“仲父!”
“仲父!
”
两个竖子站在刘长的面前,附身行礼,彼此还用肩膀碰了一下,刘长揉了揉额头,这两个竖子原先一同长大,关系还是很不错的,只是两国的关系影响了他们的私交,毕竟隔着太近,就容易发生各种矛盾,而这两个竖子又是宗室里有名的铁头娃,彼此都不肯忍让,当初夏侯灶与柴奇的争斗引发两国的矛盾后,他们就一直斗到了现在。
“已经祭拜过孝仁皇帝了?”
“祭拜过了。”
“衣裳也披上去了。”
两人一前一后的说着,刘长点点头,示意他们坐下来,两人小心翼翼的跪坐在了刘长的面前。
“你们来的稍微晚了些,诸王大多都已经回去了,还有少数几个不曾离开的。”
“仲父,道路遥远,我们得知情况后就全力赶路....”
刘卬急忙解释道。
“我知道,我还以为你们半年后才能赶到呢,所以诸王之盟也没有等你们。”
“诸王之盟?”
这两人都有些迷茫,这一路上就光是竞速和赶路了,一路上都在上演速度与激情,完全不知道长安里所发生的情况。刘长轻轻抚摸着胡须,肃穆的说道:“是啊,诸王会盟,我与诸王召开了一次会议,诸王们都觉得,地动山摇,旱涝交加,这是上天给与的启示,需要将两位诸侯王杀了祭天,如此能得百年之天平....”
刘卬顿时吓得跳了起来,很有自知之明的大叫道:“仲父不要啊!
”
刘启面无表情的瞥了他一眼,“仲父,莫要再吓唬这傻子了,诸王会盟都说了什么?”
刘卬这才反应过来,也不敢怪罪刘长,只能是愤愤不平的瞪了刘启一眼,再次坐下来,刘长笑了笑,“很简单...分权之事,不过,你们不必担心,分权之事,暂且还落不到你们头上,你们也没啥可以分的权力,你们两国的百姓加起来还没人家一个大点的县人口多呢...不必担心这个,会有人为你们解释的。”

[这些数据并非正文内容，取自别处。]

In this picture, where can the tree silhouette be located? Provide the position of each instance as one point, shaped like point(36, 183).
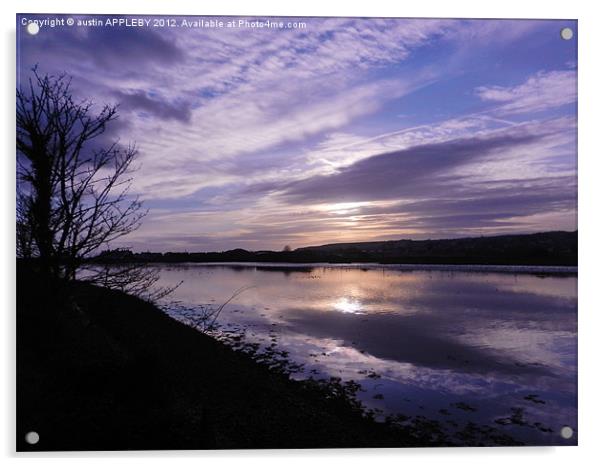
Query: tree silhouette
point(72, 193)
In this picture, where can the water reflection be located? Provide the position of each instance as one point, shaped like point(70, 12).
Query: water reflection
point(348, 306)
point(476, 346)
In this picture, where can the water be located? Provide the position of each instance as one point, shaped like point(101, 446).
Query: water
point(455, 344)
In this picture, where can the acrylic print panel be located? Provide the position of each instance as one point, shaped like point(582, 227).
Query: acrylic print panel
point(295, 232)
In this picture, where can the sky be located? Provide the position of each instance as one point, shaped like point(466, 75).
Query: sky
point(334, 130)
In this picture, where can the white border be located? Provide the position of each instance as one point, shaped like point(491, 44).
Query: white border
point(590, 173)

两人都点了点头,刘启长叹了一声,“只是没能再见伯父最后一面...”
“在西边好好干,做的好了,就足以让你伯父欣慰了...”
刘卬认真的说道:“仲父放心吧!我定然会好好治理国家,不使伯父失望!”
“说的好!你们什么时候走?”
“啊?仲父,我们才刚来啊....”
“哦,那就在长安里拜见一下亲人们吧,太后那边,太子那边,都去待几天....出去吧!”

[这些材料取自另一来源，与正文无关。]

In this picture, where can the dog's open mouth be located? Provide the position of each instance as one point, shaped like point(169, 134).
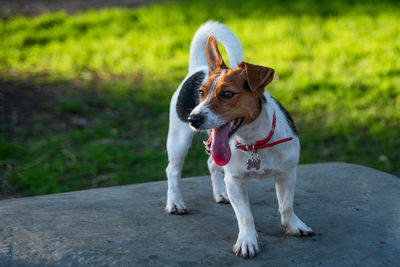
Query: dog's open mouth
point(218, 142)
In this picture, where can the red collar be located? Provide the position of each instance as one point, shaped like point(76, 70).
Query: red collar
point(264, 143)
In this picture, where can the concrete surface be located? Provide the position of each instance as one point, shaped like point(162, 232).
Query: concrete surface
point(354, 210)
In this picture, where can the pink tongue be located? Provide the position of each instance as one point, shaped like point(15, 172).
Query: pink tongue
point(220, 150)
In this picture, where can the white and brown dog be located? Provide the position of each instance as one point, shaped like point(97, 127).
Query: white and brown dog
point(251, 134)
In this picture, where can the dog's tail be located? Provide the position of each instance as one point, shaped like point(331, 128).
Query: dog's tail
point(223, 35)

刘长轰走了两位不成器的犹子,随即继续看起了面前的奏表,这奏表来自于张苍,要说还是得这位国相,刘长觉得,在办事效率上,这位国相已经超过了萧相,在全能性上比起萧何可能要差一点,但是只论效率,这位当朝大数学家,将数学与治国相结合的计相,压根就是无敌的存在,他只用了几天,就拿出了一封地方官员的任免名单。
按着各地的情况,所需,官员的政绩,能力,地位,以及他们的户籍地,联姻情况等信息,对各地的官员们进行了一次大轮换,甚至还提前标注了他们往后可以轮换的其他郡国,刘长看了都要摇头。
何其恐怖的效率啊,若是平日里能用生孩子的态度来对待国事,大汉何愁不兴啊?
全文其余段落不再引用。